Now, I don’t invest in those big companies.  I invest in the juniors and intermediates that have more leverage.

I called around to the institutional desks in Toronto and Calgary, asking if there was an uptick in volume on my kind of stocks—and they said volume was definitely up this week, especially Tuesday and Wednesday.

Interestingly, it was a lot of accounts switching out of gas and into oil—to me that means the buyers are still the funds who are committed to energy; the generalist funds aren’t there yet.

And that makes sense; the whole point of this story is that The Big Money is just starting to come back to the sector, and both Suncor and Valero are the two proverbial canaries-in-the-coal-mine.

The way I’m playing this trend—I’m moving my investments out of the Permian now and back up into Canadian light oil stocks.  Canadian oil stocks are much more oily than in the US; it’s rare to find a US “oil” stock with more than 65% oil.  That’s mostly a function of the shallower geology; the deeper the hydrocarbons the more it gets cooked from heavy oil to light oil to liquids rich gas to dry gas.

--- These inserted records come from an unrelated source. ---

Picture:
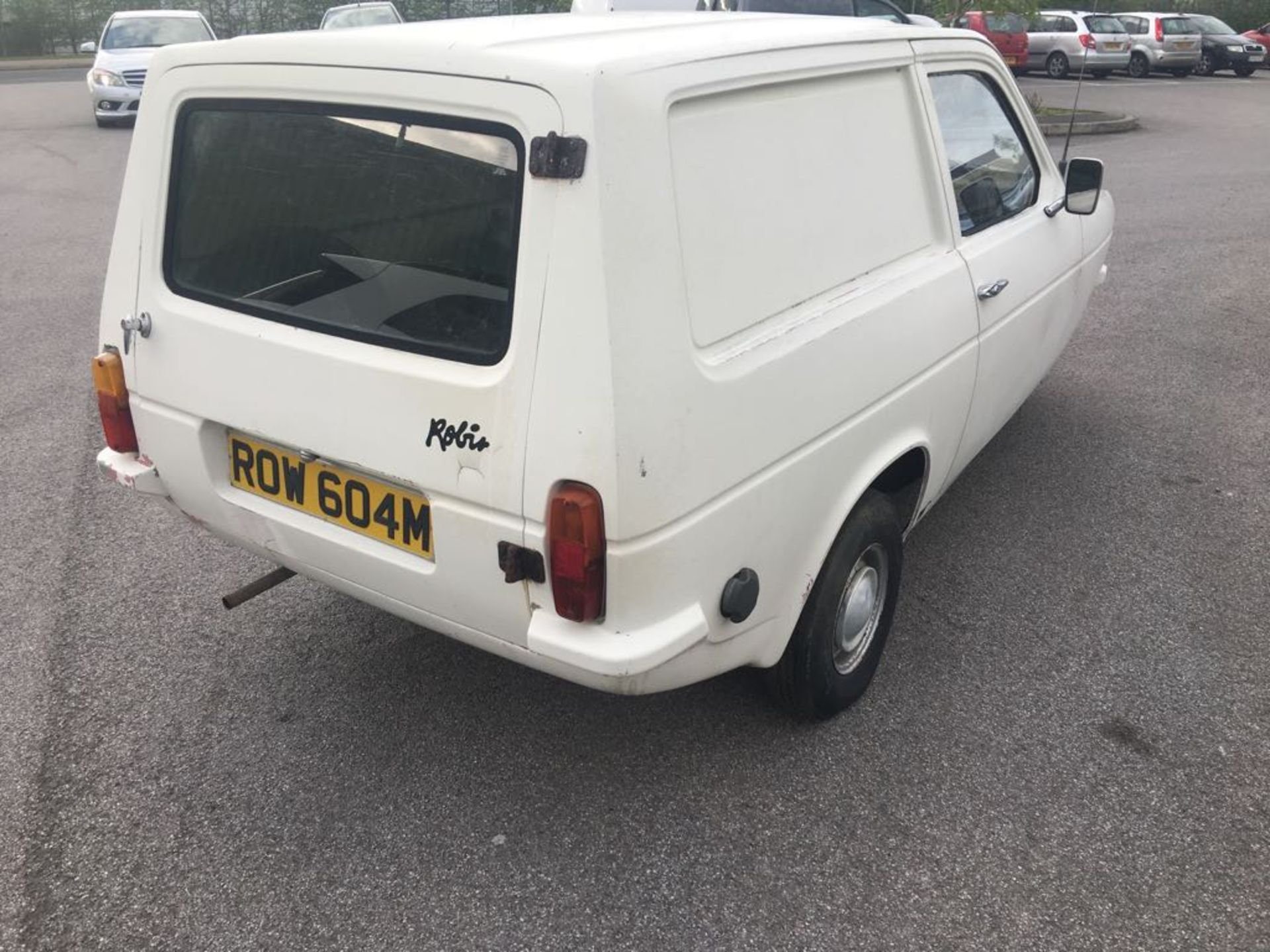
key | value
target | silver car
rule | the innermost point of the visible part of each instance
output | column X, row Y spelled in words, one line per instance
column 1161, row 41
column 1062, row 41
column 128, row 44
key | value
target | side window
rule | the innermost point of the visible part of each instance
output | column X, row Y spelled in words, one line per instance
column 878, row 11
column 994, row 173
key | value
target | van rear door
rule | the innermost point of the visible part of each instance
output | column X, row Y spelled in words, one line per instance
column 345, row 272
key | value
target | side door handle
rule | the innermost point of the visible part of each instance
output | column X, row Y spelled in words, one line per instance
column 986, row 291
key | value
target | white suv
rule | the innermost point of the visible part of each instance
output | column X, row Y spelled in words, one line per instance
column 128, row 41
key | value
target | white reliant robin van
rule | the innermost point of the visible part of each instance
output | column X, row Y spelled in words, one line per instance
column 628, row 348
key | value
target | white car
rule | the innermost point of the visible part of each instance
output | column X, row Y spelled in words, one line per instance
column 628, row 348
column 128, row 40
column 372, row 15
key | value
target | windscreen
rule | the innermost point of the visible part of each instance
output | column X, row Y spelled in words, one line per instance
column 1005, row 23
column 389, row 227
column 1104, row 24
column 360, row 17
column 139, row 32
column 1177, row 26
column 1212, row 26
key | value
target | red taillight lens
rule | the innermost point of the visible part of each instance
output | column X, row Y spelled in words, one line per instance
column 575, row 542
column 112, row 400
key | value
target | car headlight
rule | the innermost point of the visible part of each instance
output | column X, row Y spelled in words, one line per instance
column 105, row 78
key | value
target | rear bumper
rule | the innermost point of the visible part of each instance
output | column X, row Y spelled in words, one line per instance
column 1097, row 60
column 1189, row 58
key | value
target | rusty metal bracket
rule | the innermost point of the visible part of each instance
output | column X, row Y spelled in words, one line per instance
column 554, row 157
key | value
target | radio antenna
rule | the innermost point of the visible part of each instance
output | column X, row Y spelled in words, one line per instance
column 1080, row 79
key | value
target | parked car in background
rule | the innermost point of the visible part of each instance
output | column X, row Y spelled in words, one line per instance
column 1165, row 42
column 1061, row 41
column 1006, row 31
column 128, row 42
column 1222, row 48
column 874, row 9
column 402, row 365
column 1261, row 34
column 374, row 15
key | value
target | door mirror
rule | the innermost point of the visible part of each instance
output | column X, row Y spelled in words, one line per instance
column 1083, row 186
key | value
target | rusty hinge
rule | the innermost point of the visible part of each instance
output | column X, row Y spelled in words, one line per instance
column 520, row 564
column 554, row 157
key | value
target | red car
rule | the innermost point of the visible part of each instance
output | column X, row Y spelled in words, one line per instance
column 1261, row 34
column 1007, row 32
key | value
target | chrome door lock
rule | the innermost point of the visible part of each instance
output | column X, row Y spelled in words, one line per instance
column 140, row 324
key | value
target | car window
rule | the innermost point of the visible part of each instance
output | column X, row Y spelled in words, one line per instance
column 144, row 32
column 381, row 226
column 1177, row 27
column 1005, row 23
column 1212, row 26
column 1104, row 24
column 876, row 9
column 360, row 17
column 994, row 173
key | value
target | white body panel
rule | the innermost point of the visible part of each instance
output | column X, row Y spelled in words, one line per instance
column 730, row 353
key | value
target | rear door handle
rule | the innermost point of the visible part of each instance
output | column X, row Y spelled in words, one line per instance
column 986, row 291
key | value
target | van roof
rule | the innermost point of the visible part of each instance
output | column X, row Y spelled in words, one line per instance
column 130, row 15
column 523, row 48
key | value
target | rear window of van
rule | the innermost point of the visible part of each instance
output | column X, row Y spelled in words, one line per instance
column 394, row 229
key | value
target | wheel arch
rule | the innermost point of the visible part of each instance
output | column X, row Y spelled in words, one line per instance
column 900, row 470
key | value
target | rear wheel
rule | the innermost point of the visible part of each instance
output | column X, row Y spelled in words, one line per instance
column 840, row 636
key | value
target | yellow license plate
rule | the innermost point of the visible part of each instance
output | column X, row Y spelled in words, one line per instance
column 342, row 496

Being as I’m still relatively bearish on natgas, it makes sense (to me anyway) to invest in Canadian producers.  They are actually realizing closer to benchmark pricing, and have had their multiples squeezed a lot more than the American stocks—making them cheap, with huge leverage to a rising oil price.

And if the oil price does keep rising, there will be a lot more charts like Suncor and Valero.